Stories of Tita

30 stycznia 2022

Opowieści z serduszkiem czyli no sacrificios solo misericordia




Wielkia Orkiestry Świątecznej Pomocy gra nieprzerwanie od 30 -stu lat. Mimo prób jej upolitycznienia i zohydzenia co roku ludzie, niezależnie od wyznawanych poglądów, angażują się bo wspólne pomaganie daje radość. Nieraz słyszy się opinie, że dobro jest nudne. Przeczą temu tysiące młodych ludzi kwestujących na ulicach i ogromne zaangażowanie darczyńców w licytacje internetowe. Wielka Orkiestra Świątecznej Pomocy niesie ze sobą optymizm i wiarę w ludzką solidarność i potrzebę wspólnoty. Co roku padają rekordy zebranych na pomoc chorym dzieciom i ludziom starszym pieniędzy.

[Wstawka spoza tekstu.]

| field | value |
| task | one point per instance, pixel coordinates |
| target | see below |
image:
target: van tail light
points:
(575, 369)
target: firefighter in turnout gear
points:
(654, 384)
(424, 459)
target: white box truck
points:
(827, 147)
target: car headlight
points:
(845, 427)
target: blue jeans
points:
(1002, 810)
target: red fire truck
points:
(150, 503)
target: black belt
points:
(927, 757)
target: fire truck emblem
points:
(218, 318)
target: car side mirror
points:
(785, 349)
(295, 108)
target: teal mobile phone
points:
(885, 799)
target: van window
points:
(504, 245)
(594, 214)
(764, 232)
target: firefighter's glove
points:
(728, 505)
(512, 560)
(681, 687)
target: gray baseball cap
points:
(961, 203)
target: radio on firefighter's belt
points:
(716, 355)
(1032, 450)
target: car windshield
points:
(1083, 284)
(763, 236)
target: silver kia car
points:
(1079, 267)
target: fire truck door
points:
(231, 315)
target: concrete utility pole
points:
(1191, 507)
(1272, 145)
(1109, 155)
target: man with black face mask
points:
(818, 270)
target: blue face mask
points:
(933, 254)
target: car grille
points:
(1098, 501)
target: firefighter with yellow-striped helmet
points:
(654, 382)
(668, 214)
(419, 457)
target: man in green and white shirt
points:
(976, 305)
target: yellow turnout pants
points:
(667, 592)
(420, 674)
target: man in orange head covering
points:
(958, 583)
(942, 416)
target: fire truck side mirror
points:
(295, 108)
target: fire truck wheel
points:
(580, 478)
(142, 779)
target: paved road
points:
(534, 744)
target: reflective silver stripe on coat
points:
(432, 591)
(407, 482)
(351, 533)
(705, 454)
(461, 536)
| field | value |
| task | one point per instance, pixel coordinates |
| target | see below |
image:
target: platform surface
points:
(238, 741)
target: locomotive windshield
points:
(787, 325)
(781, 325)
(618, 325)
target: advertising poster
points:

Jaki jest fenomen tej największej polskiej akcji charytatywnej. O co może chodzić w tak krytykowanych słowach Owsiaka: "Róbta co chceta." Czy jak grzmią niektórzy hierarchowie i prominenci jest to przyzwolenie na brak moralności i hulaszcze życie. Dla mnie słowa te bliższe są wyznaniu świętego Augustyna: "Kochaj i rób co chcesz". Dorosły wolny człowiek nigdy nie zgodzi się by mu inni mówili jak ma żyć. Tylko niewolnik musi robić to co każe mu jego pan. To co jest piękne w corocznych akcjach WOŚP to to, że ludzie angażują się bezinteresownie, z własnej woli i z czystej potrzeby pomagania. Bez cierpiętnictwa i poświęcania się, bo jak mówi Papież Franciszek: No sacrificios solo misericordia. Tylko taka pomoc daje radość i darczyńcy i obdarowanemu. 
Przyszła mi na myśl taka historyjka związana z tegorocznym hasłem Orkiestry: "Przejrzyj na oczy" i celem jakim jest pomoc okulistyce dziecięcej.
Na ulicy jakiejś metropolii zwykł siadywać niewidomy z karteczką: "Od dzieciństwa nie widzę. Proszę o pomoc" 
Ludzie przechodząc wrzucali mu jakieś drobne. Pewnego dnia przechodziła obok młoda kobieta. Zamiast wrzucić monetę zapytała człowieka czy może zmienić mu napis na trzymanym kartonie". Gdy zgodził się sprawnie napisała coś na drugiej stronie i szybkim krokiem odeszła. 
Jakież było zdziwienie niewidomego, gdy ludzie zaczęli wrzucać mu większe sumy pieniędzy. 
Następnego dnie kobieta znowu przechodziła obok i pozdrowiła niewidomego. Ten rozpoznał jej radosny głos i zapytał o słowa, które napisała wczoraj na jego kartonie. Kobieta z uśmiechem odpowiedziała: "Ale piękny dzień. Szkoda tylko, że go nie widzę."